At the heart of the process of “complicit de-coupling”, as the professors call it, is an inherent conflict of interest in the agencies’ payment model, whereby rated companies directly pay for their own ratings, they write. Companies are reported to have routinely shopped around for the most favourable rating, the professors report. “Good ratings benefit the raters, who thereby get more business [and] the firms being rated, who can then attract more investors.”

The professors assert that this model has conspired to provide both credit rating agencies and their client-subjects with the shared incentive to uphold “the legitimacy facade that ratings continued to reflect accurately the underlying risk and worth of a security in the capital markets”. It remains in both parties’ interests therefore to “maintain this illusion” that high ratings reflected investments that had little risk of default, they argue.

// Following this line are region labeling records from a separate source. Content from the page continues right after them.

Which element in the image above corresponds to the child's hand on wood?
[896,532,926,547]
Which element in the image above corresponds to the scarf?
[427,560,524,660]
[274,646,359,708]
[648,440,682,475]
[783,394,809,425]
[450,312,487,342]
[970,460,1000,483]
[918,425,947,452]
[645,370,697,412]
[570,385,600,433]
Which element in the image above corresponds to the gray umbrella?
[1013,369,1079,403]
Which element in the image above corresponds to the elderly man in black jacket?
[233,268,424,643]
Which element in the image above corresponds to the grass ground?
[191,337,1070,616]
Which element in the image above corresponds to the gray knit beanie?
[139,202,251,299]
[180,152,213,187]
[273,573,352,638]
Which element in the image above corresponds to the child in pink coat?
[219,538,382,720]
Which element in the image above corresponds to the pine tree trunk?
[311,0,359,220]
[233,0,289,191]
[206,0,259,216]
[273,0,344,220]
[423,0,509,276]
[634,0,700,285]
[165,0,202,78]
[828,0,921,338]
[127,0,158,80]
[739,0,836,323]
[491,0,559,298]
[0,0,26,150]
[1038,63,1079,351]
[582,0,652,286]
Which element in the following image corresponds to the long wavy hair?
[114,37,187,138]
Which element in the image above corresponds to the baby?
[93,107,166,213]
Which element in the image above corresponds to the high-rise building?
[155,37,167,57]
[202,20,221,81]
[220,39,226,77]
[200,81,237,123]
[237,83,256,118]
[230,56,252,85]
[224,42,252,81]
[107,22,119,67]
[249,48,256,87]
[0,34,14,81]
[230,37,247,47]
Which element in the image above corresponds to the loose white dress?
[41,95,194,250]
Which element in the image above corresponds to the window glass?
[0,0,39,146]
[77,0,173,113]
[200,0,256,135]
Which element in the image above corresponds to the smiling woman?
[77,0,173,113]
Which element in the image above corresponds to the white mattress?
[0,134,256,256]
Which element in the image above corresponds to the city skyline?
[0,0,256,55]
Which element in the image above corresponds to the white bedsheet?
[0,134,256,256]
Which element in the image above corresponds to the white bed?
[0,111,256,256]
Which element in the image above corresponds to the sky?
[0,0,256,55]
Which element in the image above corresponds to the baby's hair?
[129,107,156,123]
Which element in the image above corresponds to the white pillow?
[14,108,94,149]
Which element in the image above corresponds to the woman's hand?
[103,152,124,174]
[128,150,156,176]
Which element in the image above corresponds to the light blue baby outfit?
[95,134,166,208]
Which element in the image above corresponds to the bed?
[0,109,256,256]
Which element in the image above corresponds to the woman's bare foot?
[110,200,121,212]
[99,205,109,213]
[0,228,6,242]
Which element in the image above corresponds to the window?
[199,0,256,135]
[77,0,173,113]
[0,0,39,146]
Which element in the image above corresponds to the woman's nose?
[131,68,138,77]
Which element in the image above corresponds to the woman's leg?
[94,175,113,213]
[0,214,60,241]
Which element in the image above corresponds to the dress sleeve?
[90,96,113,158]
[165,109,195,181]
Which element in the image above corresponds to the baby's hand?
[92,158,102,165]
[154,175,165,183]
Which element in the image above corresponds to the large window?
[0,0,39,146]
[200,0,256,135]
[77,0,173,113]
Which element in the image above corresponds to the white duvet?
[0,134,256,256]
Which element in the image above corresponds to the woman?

Despite attempts since the market crash to address this conflict of interest, the issuer-payer model remains intact. Profs Clark and Newell conclude that “exposure [of the problem] does not undermine the legitimacy of the practice” because of the aligned interests of ratings agencies, rated firms and government, the latter of which “can point to the workings of oversight”.

Their research recommends that “wholesale changes are needed if the existing conflicts and the associated biased information are to be fully repaired” and argue that the agencies should charge investors who use their ratings, rather than the companies. If agencies continue to receive payment by rated firms, this conflict of interest should be clearly disclosed to investors, they add.